# Needing a few drivers



## Tealer (Apr 7, 2010)

Hello,
A neighbour gave me a laptop to clean up and reinstall XP. I was able to get most of the drivers sorted out but I'm left with two missing devices, "Unknown Device" and a PCI bridge thing.

The laptop is a Packard Bell EasyNote R1004. Unfortunately, Packard Bell are no longer offering drivers for that system (thanks Acer!) and I can't find what I'm looking for. I think the Unknown Device is the modem though.

Anybody able to help me with this?


----------



## makinu1der2 (Jan 1, 2008)

See the article below and it may help identify the device and find the drivers.

How to find drivers


----------



## Tealer (Apr 7, 2010)

Alright, got one left now:

*ACPI\MTC0007\4&3656B0&0*


----------



## BCCOMP (Jul 9, 2007)

Did you install the Scroll Bar driver (touch pad)?
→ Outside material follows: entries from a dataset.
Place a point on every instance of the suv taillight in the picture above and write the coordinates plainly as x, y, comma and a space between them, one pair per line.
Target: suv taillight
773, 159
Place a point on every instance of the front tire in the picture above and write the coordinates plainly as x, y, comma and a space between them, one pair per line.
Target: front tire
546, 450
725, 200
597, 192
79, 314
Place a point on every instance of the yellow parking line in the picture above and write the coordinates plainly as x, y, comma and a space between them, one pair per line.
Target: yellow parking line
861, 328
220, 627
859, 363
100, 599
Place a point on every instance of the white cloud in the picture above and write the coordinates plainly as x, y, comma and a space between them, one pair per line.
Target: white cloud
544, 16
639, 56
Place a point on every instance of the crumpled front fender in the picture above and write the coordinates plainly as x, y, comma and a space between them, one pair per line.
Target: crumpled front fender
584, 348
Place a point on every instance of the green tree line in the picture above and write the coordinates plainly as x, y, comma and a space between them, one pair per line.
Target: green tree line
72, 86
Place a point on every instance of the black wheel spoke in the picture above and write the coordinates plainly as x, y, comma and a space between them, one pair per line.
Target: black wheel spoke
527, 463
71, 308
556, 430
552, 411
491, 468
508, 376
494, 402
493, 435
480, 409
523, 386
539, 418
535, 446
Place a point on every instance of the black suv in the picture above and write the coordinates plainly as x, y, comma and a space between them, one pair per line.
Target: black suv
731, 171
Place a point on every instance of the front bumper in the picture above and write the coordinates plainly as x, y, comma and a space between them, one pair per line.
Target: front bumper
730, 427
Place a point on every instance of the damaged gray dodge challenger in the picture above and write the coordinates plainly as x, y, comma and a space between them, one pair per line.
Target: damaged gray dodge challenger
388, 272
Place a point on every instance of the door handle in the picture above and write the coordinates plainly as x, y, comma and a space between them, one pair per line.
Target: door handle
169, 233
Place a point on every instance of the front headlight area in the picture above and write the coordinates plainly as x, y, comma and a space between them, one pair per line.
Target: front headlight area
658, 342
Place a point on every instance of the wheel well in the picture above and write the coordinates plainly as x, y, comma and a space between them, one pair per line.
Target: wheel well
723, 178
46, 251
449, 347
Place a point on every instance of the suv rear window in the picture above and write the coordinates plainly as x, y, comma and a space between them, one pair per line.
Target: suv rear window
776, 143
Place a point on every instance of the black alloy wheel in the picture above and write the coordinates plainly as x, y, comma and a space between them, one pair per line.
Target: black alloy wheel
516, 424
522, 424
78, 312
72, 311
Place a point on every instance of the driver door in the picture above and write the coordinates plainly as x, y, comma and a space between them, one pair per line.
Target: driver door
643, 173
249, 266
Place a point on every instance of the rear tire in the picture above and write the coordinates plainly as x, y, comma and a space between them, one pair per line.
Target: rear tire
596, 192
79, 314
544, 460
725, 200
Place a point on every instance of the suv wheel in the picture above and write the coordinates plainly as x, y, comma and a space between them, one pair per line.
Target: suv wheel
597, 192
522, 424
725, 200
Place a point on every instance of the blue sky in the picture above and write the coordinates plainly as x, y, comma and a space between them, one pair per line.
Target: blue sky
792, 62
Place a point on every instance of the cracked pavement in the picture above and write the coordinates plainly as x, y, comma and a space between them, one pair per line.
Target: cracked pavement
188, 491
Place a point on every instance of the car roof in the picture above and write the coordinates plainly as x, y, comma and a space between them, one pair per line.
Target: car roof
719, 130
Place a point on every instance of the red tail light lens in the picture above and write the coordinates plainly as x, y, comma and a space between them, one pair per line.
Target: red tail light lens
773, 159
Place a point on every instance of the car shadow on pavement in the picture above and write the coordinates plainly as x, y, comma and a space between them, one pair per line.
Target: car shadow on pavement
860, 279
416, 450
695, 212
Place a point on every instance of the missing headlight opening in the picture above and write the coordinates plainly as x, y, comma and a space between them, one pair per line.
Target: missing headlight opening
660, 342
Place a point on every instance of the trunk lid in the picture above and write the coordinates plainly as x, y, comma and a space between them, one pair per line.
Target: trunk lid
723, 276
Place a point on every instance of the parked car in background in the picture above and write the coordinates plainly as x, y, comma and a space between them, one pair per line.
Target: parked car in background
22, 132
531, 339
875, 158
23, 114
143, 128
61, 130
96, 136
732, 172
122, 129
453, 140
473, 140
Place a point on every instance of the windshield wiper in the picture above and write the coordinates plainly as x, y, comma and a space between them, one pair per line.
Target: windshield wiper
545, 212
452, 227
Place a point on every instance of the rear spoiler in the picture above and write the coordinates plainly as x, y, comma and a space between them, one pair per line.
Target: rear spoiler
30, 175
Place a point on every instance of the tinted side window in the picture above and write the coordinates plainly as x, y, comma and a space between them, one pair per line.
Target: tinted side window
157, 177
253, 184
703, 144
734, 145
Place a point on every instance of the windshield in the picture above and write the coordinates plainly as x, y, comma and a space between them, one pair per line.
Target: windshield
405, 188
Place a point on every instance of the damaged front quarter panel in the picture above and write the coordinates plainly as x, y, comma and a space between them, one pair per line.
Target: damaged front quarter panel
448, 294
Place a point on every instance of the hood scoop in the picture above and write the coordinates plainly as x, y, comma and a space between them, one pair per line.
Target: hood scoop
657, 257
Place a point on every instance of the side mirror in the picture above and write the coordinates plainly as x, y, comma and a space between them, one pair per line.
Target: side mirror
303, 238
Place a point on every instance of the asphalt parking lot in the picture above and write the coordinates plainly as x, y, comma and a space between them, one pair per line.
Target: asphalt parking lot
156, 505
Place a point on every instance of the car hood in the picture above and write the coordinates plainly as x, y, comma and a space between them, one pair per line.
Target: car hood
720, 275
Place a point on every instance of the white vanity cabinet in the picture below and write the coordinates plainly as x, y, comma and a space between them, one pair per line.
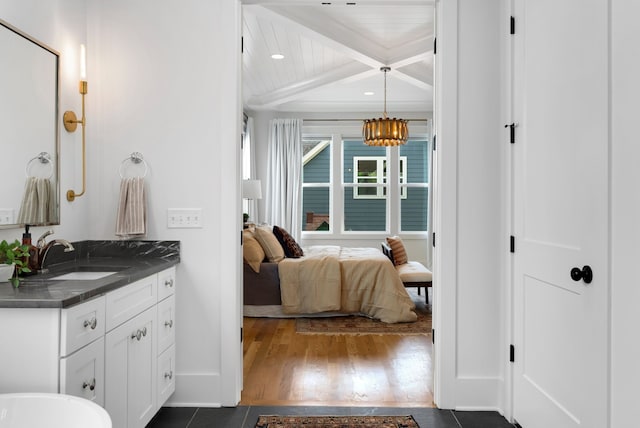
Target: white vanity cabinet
140, 325
82, 330
116, 349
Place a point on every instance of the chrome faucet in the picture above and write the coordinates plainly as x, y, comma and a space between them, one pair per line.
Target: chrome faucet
43, 249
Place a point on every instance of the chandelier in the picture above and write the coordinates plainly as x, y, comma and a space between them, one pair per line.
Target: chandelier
384, 131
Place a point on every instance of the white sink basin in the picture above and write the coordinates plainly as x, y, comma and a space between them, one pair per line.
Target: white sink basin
82, 276
30, 410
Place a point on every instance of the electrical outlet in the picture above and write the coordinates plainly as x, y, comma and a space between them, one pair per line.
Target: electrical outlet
6, 216
184, 218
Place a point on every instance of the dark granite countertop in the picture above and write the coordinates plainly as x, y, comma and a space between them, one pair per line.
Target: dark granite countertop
130, 260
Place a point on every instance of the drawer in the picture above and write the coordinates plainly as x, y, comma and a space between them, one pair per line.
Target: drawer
128, 301
82, 324
166, 283
166, 375
82, 373
166, 323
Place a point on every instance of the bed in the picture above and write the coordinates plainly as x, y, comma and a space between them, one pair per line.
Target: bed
328, 281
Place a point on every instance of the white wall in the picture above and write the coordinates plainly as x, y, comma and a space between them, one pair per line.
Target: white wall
625, 213
165, 83
162, 80
471, 224
61, 25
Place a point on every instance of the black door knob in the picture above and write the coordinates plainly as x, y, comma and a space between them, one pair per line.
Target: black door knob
585, 274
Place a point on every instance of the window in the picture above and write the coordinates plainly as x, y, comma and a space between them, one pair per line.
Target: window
350, 187
316, 184
373, 170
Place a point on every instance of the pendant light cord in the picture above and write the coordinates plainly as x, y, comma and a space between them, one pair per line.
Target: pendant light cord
385, 70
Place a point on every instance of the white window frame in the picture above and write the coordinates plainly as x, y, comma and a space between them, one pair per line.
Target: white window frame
381, 179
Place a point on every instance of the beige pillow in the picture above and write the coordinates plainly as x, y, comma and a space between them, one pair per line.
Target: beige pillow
397, 248
252, 251
270, 244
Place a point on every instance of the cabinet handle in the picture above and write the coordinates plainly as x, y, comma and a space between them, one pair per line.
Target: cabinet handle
91, 384
93, 323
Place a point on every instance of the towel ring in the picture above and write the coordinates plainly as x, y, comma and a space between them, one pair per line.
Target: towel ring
135, 158
43, 158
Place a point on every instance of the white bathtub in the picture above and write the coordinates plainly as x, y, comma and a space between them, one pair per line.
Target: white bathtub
33, 410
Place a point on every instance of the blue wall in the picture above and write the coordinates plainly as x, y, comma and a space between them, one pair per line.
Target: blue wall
369, 214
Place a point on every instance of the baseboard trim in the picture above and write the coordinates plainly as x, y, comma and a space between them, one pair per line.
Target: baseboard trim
196, 390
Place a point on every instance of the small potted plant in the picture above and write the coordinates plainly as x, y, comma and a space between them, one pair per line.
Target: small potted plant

Install it manually through the device manager


----------



## Tealer (Apr 7, 2010)

Looks like that might be it. I'll install it tomorrow.


----------



## BCCOMP (Jul 9, 2007)

Keep us posted


----------



## Tealer (Apr 7, 2010)

Installed the touchpad drivers, but it's not the Unknown Device.
Dunno what it is, I might just leave it for now and when I get the driver I can get it installed.


----------



## Cherish (Jun 13, 2010)

Hello My PCI device is Yellow with a question mark what should I do??
I have found that it is uninstalled I put os xp on my acer laptop apire 5601
using Intel and I have no sound. Please help!!


----------



## makinu1der2 (Jan 1, 2008)

@ Cherish

you should start a new thread with your problem.


----------



## BCCOMP (Jul 9, 2007)

Tealer
Can you pm me the model number and serial number of this laptop?

Bill


----------